KATE: That has to be a good thing, doesn’t it?
WILL: Yes, Kate, it does. But it brings me no comfort, child. Because even if humanity has by some miracle used this time to take stock of the things that actually matter, and if perhaps nature has been given momentary relief from its brutal servitude to man, it won’t make any difference.
WILL: Because the second this is all over and humanity is free to roam once more, we will be exactly as shallow and facile and selfish and destructive as we ever were. We will have learnt nothing, Kate. Nothing. Because frankly, we never do.

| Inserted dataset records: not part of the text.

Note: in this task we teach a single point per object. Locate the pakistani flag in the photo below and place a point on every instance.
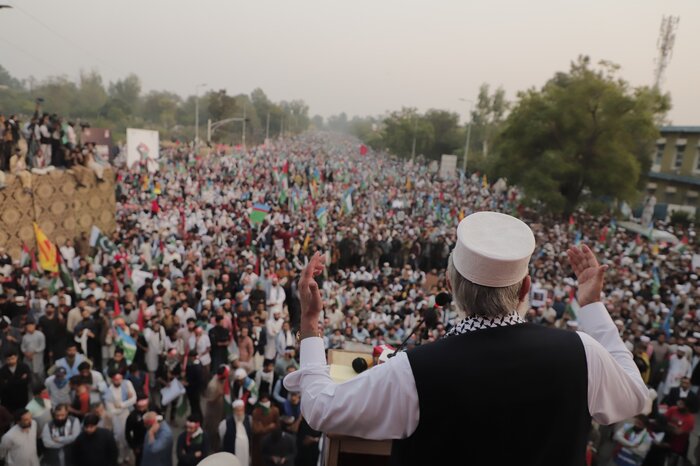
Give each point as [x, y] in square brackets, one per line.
[347, 201]
[99, 240]
[259, 212]
[321, 217]
[126, 343]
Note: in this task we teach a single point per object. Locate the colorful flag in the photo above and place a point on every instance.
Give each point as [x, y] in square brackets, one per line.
[127, 344]
[259, 212]
[347, 201]
[48, 252]
[66, 277]
[99, 240]
[321, 216]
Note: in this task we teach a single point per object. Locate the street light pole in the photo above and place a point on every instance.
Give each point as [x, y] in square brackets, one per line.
[196, 112]
[413, 148]
[469, 133]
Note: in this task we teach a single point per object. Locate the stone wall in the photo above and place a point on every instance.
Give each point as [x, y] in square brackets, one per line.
[58, 205]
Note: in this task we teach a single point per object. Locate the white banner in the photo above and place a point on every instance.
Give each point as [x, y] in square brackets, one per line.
[448, 166]
[142, 146]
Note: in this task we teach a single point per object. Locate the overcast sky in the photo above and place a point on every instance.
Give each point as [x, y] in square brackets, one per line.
[358, 56]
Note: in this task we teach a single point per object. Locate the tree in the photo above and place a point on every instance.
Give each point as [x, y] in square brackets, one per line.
[585, 134]
[127, 91]
[487, 117]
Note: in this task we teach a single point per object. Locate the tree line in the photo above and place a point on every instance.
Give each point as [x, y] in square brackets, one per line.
[124, 104]
[584, 138]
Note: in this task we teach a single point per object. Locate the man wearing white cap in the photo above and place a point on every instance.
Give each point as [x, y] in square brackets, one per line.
[236, 433]
[518, 393]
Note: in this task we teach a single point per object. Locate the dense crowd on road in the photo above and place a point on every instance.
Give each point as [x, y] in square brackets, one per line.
[171, 337]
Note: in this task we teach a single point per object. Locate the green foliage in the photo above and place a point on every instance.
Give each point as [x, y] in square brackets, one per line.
[122, 104]
[586, 133]
[682, 218]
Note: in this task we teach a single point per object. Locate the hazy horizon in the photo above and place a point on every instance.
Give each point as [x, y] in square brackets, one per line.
[361, 58]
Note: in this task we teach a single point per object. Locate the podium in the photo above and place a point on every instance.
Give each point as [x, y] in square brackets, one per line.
[343, 450]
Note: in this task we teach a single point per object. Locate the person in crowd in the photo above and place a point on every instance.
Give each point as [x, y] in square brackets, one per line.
[158, 444]
[33, 346]
[683, 392]
[40, 406]
[307, 445]
[71, 361]
[15, 378]
[58, 387]
[120, 398]
[135, 428]
[58, 436]
[236, 433]
[634, 442]
[192, 444]
[681, 423]
[278, 447]
[265, 420]
[94, 445]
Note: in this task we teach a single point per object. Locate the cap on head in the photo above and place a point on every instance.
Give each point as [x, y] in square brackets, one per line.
[493, 249]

The best lack all conviction, while the worst
“The Second Coming“, W. B. Yeats, 1919
Are full of passionate intensity.
Fun fact! Yeats went on to embrace fascism and authoritarianism — the “passionate intensity” of “the worst“. “The Second Coming” is the most compelling proof I know of that an artist is not their art — and if we insist on conflating the two, or on depriving ourselves of great art by less-than-great people, that it is we who suffer for it.
Yeats, after all, is long dead, and quite beyond our reproachment.
What had me thinking about this was, of course, the results of the election yesterday, in which the “the worst” — angry, hateful, and completely detached from reality — won virtually every election.
I am glad that I don’t have children. The United States is a dumpster fire, and it won’t get better in my lifetime.
If it ever does.
I’ve spent the last week or so watching the 4K extremely-high-definition blu-ray of the extended 11 hour “Lord Of The Rings” trilogy. The difference between this and the DVD is truly breathtaking. And the trilogy itself is, of course… it has no peer.
I am glad that I lived to see this.
“School choice” is to education what “right to work” is to worker rights. The powerful get more power, at the expense of everyone else.
If one were cynical, one might even think that was the goal.